O assunto é de meu máximo interesse. Escrevi um livro, que já está no prelo, no qual faço referência a diversos livros de Hawking. Aguardo a publicação do texto para inclusão na próxima edição de meu livro Estou na organização do lançamento do meu livro, cujo título é: “Origem do universo, da vida e do homem. Explicações antigas e novas”. Terá pouco mais de 300 páginas no formato 14X21, com 16 capítulos. Trata-se de uma obra mais de cunho acadêmico do que popular.Envio-lhe o texto que vai na contracapa para que tome conhecimento, ainda que pela rama, do que será tratado. Talvez levante alguma polêmica no meio eclesiástico, pois há muitas referências à Igreja católica. O lançamento está previsto aqui em Brasília para o dia 10 de dezembro. Está em cima da hora. Tenho pensado de enviar convite pessoal para alguns padres casados do Distrito Federal. Mas a lista de endereços do Catálogo Nacional está desatualizada. Além do mais, muitos colegas daqui já partiram “dessa para a melhor”… Tenho conhecimento de que está sendo elaborado um outro catálogo. Seria muito complicado conseguir alguns nomes do colegas de Brasília com seus respectivos endereços atualizados e também e-mails? Quem sabe, sempre haverá alguém interessado por assuntos que envolvem a Igreja católica. Se não for possível, não haverá problemas.

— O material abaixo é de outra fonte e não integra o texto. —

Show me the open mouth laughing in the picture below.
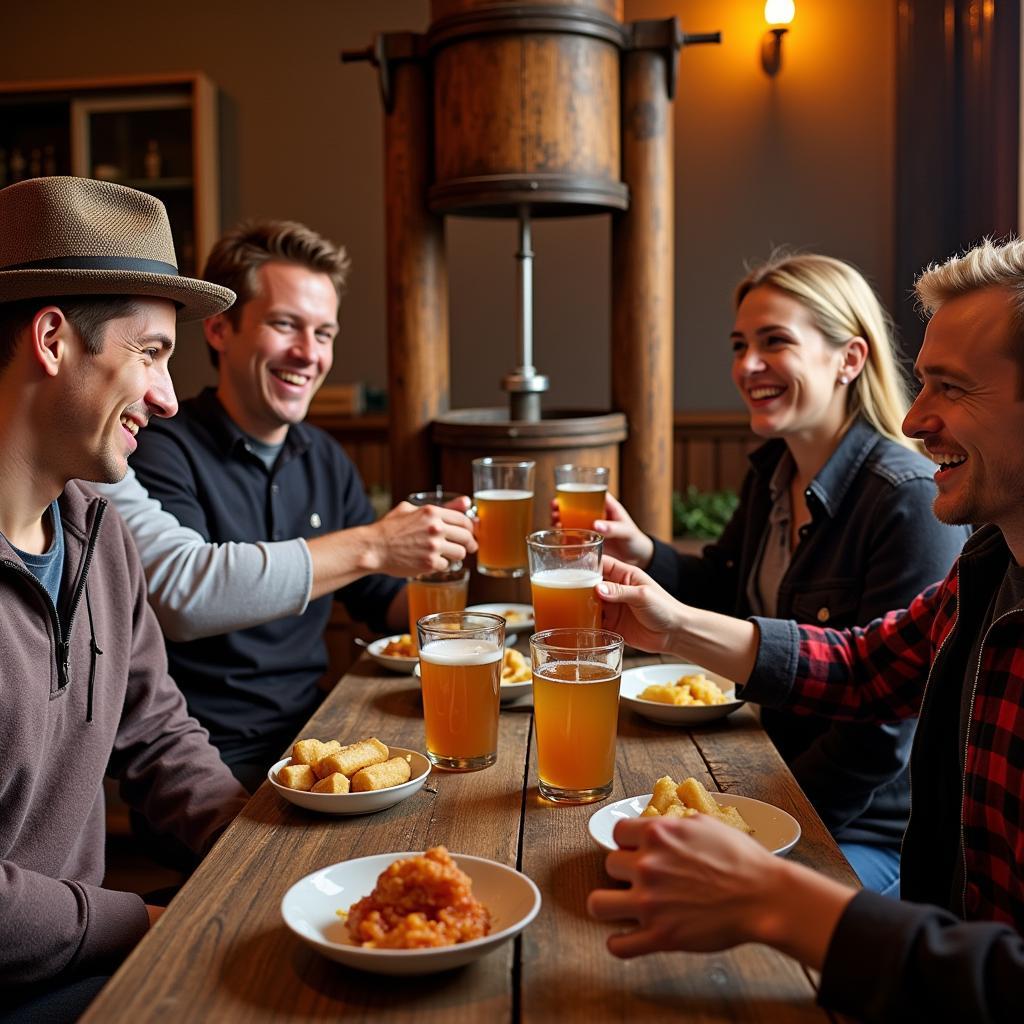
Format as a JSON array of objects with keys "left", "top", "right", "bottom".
[
  {"left": 928, "top": 449, "right": 967, "bottom": 479},
  {"left": 270, "top": 369, "right": 311, "bottom": 388},
  {"left": 746, "top": 384, "right": 785, "bottom": 404}
]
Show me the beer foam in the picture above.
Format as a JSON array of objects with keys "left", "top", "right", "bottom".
[
  {"left": 420, "top": 637, "right": 504, "bottom": 665},
  {"left": 529, "top": 569, "right": 601, "bottom": 590},
  {"left": 534, "top": 662, "right": 620, "bottom": 686},
  {"left": 473, "top": 489, "right": 534, "bottom": 502}
]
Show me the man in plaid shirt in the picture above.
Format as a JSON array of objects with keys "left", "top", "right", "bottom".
[{"left": 589, "top": 240, "right": 1024, "bottom": 1022}]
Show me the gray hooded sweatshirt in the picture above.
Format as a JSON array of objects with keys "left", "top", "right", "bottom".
[{"left": 0, "top": 481, "right": 246, "bottom": 987}]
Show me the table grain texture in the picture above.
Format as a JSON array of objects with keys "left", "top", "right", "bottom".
[{"left": 82, "top": 657, "right": 857, "bottom": 1024}]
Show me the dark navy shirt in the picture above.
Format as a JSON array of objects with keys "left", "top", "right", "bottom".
[
  {"left": 131, "top": 388, "right": 402, "bottom": 760},
  {"left": 7, "top": 502, "right": 63, "bottom": 607}
]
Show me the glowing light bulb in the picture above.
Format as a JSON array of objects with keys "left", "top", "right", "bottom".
[{"left": 765, "top": 0, "right": 797, "bottom": 25}]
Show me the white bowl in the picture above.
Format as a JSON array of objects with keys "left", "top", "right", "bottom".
[
  {"left": 413, "top": 637, "right": 534, "bottom": 703},
  {"left": 281, "top": 853, "right": 541, "bottom": 975},
  {"left": 266, "top": 746, "right": 430, "bottom": 814},
  {"left": 587, "top": 793, "right": 800, "bottom": 855},
  {"left": 618, "top": 664, "right": 743, "bottom": 725},
  {"left": 367, "top": 633, "right": 420, "bottom": 675},
  {"left": 466, "top": 601, "right": 534, "bottom": 635}
]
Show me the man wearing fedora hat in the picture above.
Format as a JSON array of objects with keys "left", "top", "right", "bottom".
[{"left": 0, "top": 177, "right": 245, "bottom": 1020}]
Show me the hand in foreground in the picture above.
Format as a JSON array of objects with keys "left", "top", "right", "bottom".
[
  {"left": 597, "top": 555, "right": 684, "bottom": 651},
  {"left": 369, "top": 498, "right": 476, "bottom": 577},
  {"left": 594, "top": 495, "right": 654, "bottom": 567},
  {"left": 587, "top": 814, "right": 784, "bottom": 958},
  {"left": 587, "top": 814, "right": 854, "bottom": 971}
]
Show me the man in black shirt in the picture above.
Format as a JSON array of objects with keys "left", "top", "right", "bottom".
[{"left": 132, "top": 221, "right": 476, "bottom": 790}]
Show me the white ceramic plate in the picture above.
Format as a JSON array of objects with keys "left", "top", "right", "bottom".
[
  {"left": 266, "top": 746, "right": 430, "bottom": 814},
  {"left": 587, "top": 793, "right": 800, "bottom": 854},
  {"left": 281, "top": 853, "right": 541, "bottom": 975},
  {"left": 618, "top": 665, "right": 743, "bottom": 725},
  {"left": 466, "top": 602, "right": 534, "bottom": 634},
  {"left": 367, "top": 633, "right": 420, "bottom": 675},
  {"left": 413, "top": 665, "right": 534, "bottom": 703}
]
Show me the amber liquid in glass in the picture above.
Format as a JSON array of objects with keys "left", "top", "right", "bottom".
[
  {"left": 529, "top": 569, "right": 601, "bottom": 633},
  {"left": 534, "top": 662, "right": 620, "bottom": 803},
  {"left": 555, "top": 483, "right": 607, "bottom": 529},
  {"left": 420, "top": 638, "right": 503, "bottom": 770},
  {"left": 473, "top": 490, "right": 534, "bottom": 577}
]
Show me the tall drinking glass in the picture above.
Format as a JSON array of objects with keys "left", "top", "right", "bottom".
[
  {"left": 526, "top": 529, "right": 603, "bottom": 632},
  {"left": 555, "top": 466, "right": 608, "bottom": 529},
  {"left": 529, "top": 630, "right": 623, "bottom": 804},
  {"left": 473, "top": 458, "right": 536, "bottom": 577},
  {"left": 406, "top": 484, "right": 469, "bottom": 649},
  {"left": 416, "top": 611, "right": 505, "bottom": 771}
]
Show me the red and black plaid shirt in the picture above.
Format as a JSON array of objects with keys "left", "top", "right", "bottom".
[{"left": 743, "top": 527, "right": 1024, "bottom": 932}]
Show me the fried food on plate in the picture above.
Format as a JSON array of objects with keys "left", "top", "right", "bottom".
[
  {"left": 637, "top": 672, "right": 729, "bottom": 708},
  {"left": 278, "top": 736, "right": 412, "bottom": 794},
  {"left": 640, "top": 775, "right": 754, "bottom": 834}
]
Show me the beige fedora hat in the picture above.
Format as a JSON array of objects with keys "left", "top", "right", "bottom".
[{"left": 0, "top": 176, "right": 234, "bottom": 322}]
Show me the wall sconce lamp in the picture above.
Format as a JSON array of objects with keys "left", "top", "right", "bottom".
[{"left": 761, "top": 0, "right": 796, "bottom": 78}]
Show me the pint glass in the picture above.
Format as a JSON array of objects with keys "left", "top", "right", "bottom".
[
  {"left": 526, "top": 529, "right": 603, "bottom": 632},
  {"left": 529, "top": 630, "right": 623, "bottom": 804},
  {"left": 473, "top": 458, "right": 535, "bottom": 577},
  {"left": 416, "top": 611, "right": 505, "bottom": 771},
  {"left": 555, "top": 466, "right": 608, "bottom": 529}
]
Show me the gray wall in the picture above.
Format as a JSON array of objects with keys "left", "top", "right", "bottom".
[{"left": 0, "top": 0, "right": 895, "bottom": 410}]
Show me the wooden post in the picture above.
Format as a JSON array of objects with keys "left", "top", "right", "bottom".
[
  {"left": 384, "top": 41, "right": 450, "bottom": 502},
  {"left": 611, "top": 49, "right": 674, "bottom": 540}
]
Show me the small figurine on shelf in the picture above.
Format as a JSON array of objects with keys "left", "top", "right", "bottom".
[
  {"left": 142, "top": 138, "right": 164, "bottom": 178},
  {"left": 10, "top": 145, "right": 26, "bottom": 181}
]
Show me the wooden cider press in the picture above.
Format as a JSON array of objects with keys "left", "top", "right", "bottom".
[{"left": 342, "top": 0, "right": 720, "bottom": 585}]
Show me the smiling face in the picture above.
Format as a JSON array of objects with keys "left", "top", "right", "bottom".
[
  {"left": 903, "top": 288, "right": 1024, "bottom": 544},
  {"left": 205, "top": 262, "right": 338, "bottom": 444},
  {"left": 61, "top": 298, "right": 178, "bottom": 483},
  {"left": 730, "top": 285, "right": 863, "bottom": 441}
]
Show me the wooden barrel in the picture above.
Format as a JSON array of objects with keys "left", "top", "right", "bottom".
[
  {"left": 427, "top": 0, "right": 629, "bottom": 217},
  {"left": 431, "top": 409, "right": 627, "bottom": 603}
]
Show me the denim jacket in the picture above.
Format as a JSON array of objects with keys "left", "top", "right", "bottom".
[{"left": 648, "top": 420, "right": 969, "bottom": 849}]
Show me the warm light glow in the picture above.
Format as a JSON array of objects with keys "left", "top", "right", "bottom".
[{"left": 765, "top": 0, "right": 797, "bottom": 25}]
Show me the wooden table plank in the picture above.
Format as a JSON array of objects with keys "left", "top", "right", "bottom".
[
  {"left": 83, "top": 659, "right": 530, "bottom": 1024},
  {"left": 521, "top": 692, "right": 852, "bottom": 1024},
  {"left": 83, "top": 658, "right": 853, "bottom": 1024}
]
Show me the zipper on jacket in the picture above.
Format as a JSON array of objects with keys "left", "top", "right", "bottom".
[
  {"left": 959, "top": 608, "right": 1021, "bottom": 921},
  {"left": 899, "top": 558, "right": 970, "bottom": 886},
  {"left": 0, "top": 558, "right": 71, "bottom": 689}
]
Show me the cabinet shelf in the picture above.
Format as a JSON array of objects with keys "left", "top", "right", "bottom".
[{"left": 0, "top": 72, "right": 221, "bottom": 275}]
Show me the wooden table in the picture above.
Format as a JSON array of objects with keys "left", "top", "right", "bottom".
[{"left": 83, "top": 657, "right": 856, "bottom": 1024}]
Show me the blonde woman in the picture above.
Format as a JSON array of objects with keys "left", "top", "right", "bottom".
[{"left": 595, "top": 255, "right": 968, "bottom": 895}]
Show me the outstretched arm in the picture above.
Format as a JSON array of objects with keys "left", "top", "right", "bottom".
[
  {"left": 597, "top": 557, "right": 759, "bottom": 683},
  {"left": 92, "top": 467, "right": 317, "bottom": 641},
  {"left": 587, "top": 814, "right": 1024, "bottom": 1024}
]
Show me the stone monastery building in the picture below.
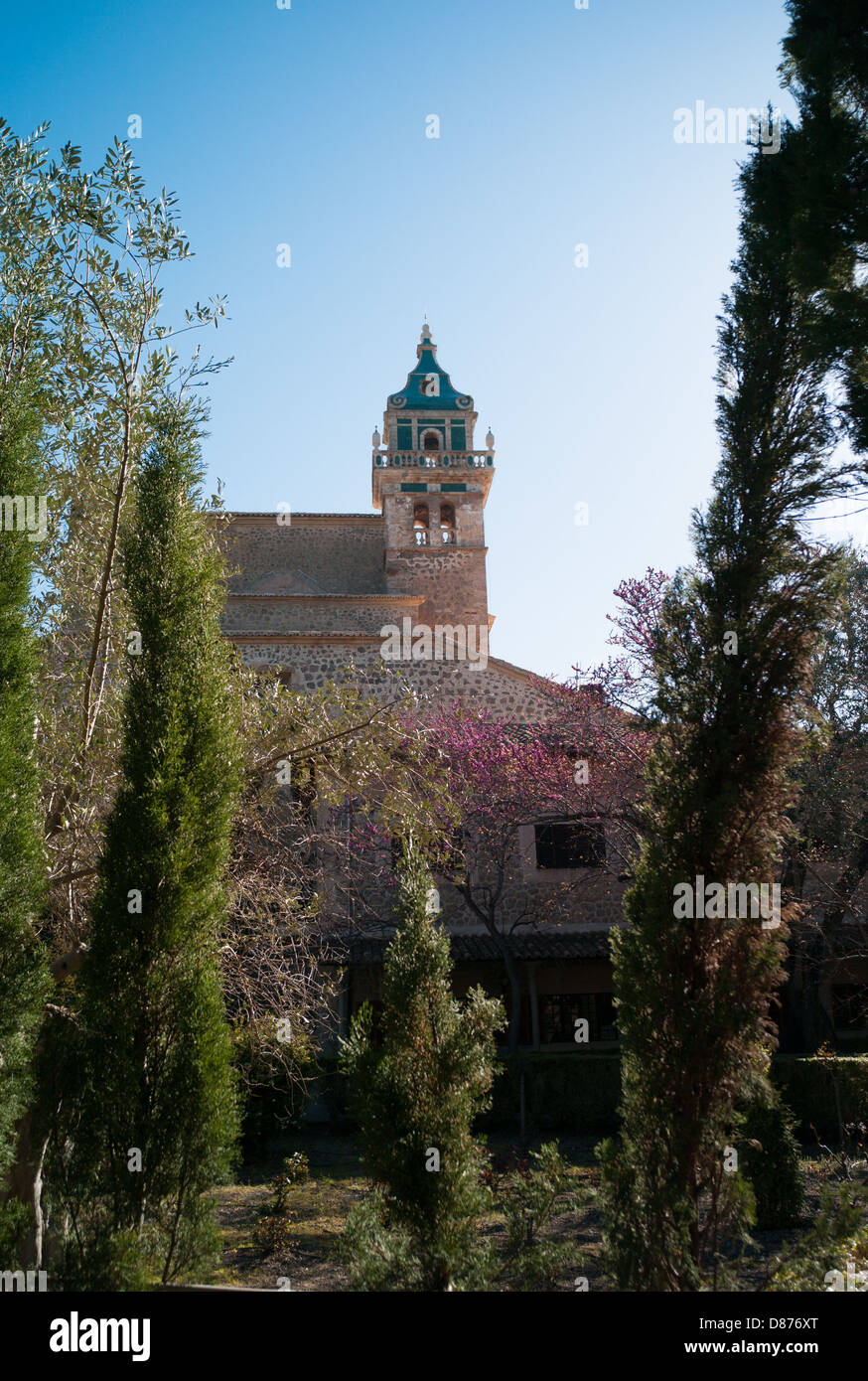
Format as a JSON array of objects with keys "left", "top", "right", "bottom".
[{"left": 223, "top": 323, "right": 623, "bottom": 1049}]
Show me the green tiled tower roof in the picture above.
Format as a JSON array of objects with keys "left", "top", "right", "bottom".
[{"left": 387, "top": 322, "right": 474, "bottom": 413}]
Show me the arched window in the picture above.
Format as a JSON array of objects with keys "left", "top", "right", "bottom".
[
  {"left": 440, "top": 504, "right": 456, "bottom": 546},
  {"left": 412, "top": 504, "right": 428, "bottom": 546}
]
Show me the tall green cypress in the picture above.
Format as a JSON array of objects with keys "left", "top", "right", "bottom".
[
  {"left": 0, "top": 380, "right": 49, "bottom": 1190},
  {"left": 344, "top": 846, "right": 504, "bottom": 1290},
  {"left": 61, "top": 410, "right": 240, "bottom": 1285}
]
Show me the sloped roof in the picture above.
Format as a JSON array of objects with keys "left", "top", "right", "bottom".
[{"left": 321, "top": 929, "right": 610, "bottom": 964}]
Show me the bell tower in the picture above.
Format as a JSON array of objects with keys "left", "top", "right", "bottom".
[{"left": 371, "top": 322, "right": 494, "bottom": 628}]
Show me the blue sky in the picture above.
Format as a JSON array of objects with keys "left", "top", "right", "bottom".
[{"left": 10, "top": 0, "right": 855, "bottom": 674}]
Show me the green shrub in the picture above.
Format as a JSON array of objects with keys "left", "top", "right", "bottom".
[{"left": 769, "top": 1185, "right": 868, "bottom": 1292}]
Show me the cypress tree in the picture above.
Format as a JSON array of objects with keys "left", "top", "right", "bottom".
[
  {"left": 343, "top": 845, "right": 504, "bottom": 1290},
  {"left": 60, "top": 408, "right": 240, "bottom": 1285},
  {"left": 0, "top": 380, "right": 50, "bottom": 1190}
]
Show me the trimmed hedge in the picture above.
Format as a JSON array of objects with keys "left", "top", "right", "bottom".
[
  {"left": 772, "top": 1055, "right": 868, "bottom": 1143},
  {"left": 481, "top": 1051, "right": 621, "bottom": 1131}
]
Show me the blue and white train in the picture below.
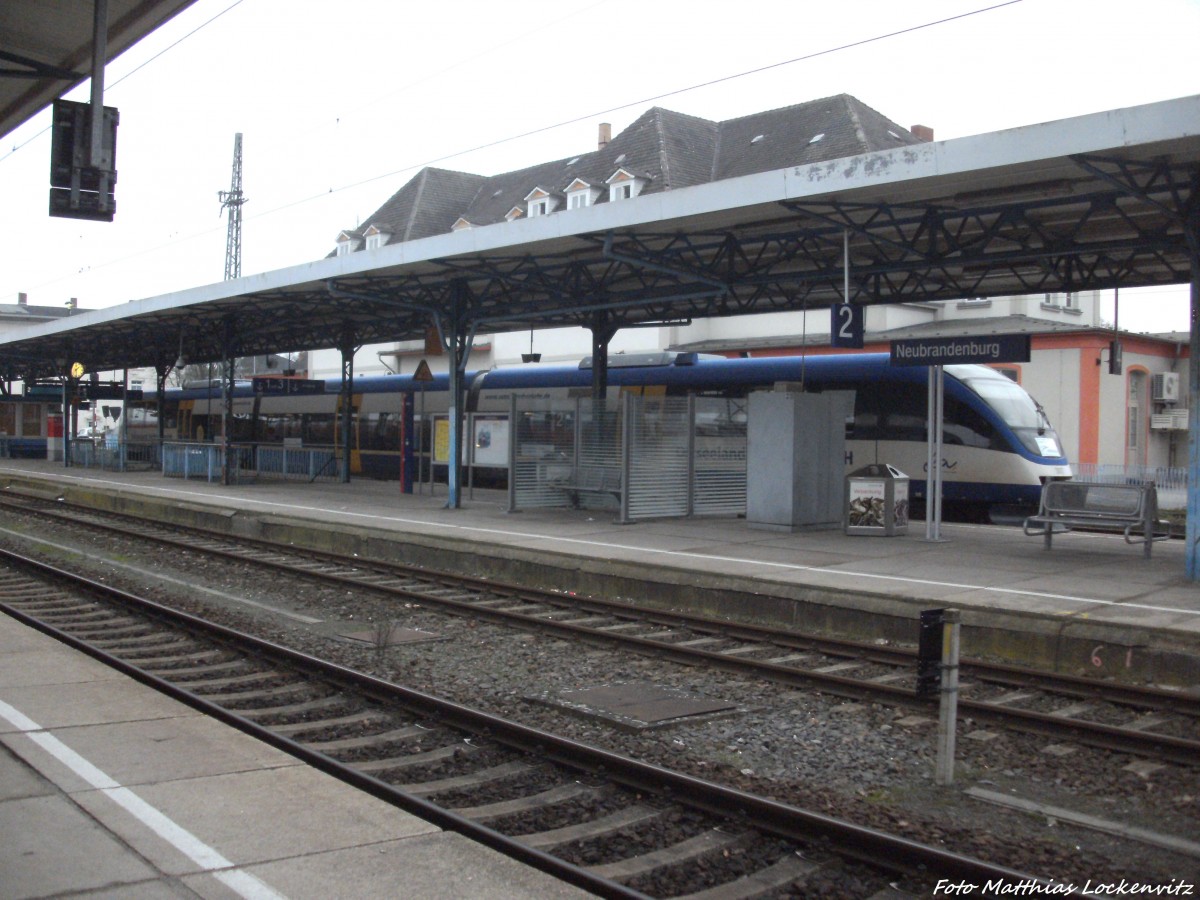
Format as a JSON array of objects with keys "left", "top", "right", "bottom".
[{"left": 146, "top": 353, "right": 1072, "bottom": 518}]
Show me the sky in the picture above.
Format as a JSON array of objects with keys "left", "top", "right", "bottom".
[{"left": 0, "top": 0, "right": 1200, "bottom": 331}]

De qualquer maneira, gostaria de ter pelo menos seu endereço postal, pois pretendo enviar-lhe um exemplar logo que receber da editora.
CONTRACAPA >
Há uma curiosidade geral de saber como o universo, a vida e o homem surgiram. Este livro faz uma incursão no terreno da mitologia, da filosofia, da religião e da ciência, mostrando como cada uma delas apresenta sua explicação das origens. A representação mitológica não pode ser tomada como descrição de como as coisas ocorreram, no que diz respeito à origem do universo, da vida e do homem. A cosmologia filosófica começou a ser elaborada pelos pré-socráticos, que viam todos os processos do mundo, como manifestações de regularidades naturais. A religião recorre a um Designer Inteligente, que teria projetado e criado todas as coisas. A ciência envereda por caminhos diferentes. A teoria do big bang, sem conseguir a unanimidade dos cientistas, é considerada plausível para explicar a origem do universo. A evolução do inorgânico para o orgânico e daí para o surgimento da vida não é uma teoria, é um fato. O homem tem sua origem num ancestral primata do longínquo passado, não tendo sido contemplado por uma criação especial. Por aí, já se vê que as explicações são conflitantes. O autor tece considerações críticas sobre as influências do cristianismo na cultura ocidental, particularmente, da Igreja católica romana. Ela fez oposição ferrenha ao heliocentrismo de Copérnico e, ainda hoje, à teoria da evolução por seleção natural de Charles Darwin. O autor tece considerações sobre o ateísmo, no mundo contemporâneo. Trata-se de um fenômeno público, de massa, e não de entendimento de intelectuais neuróticos, como se costumava afirmar.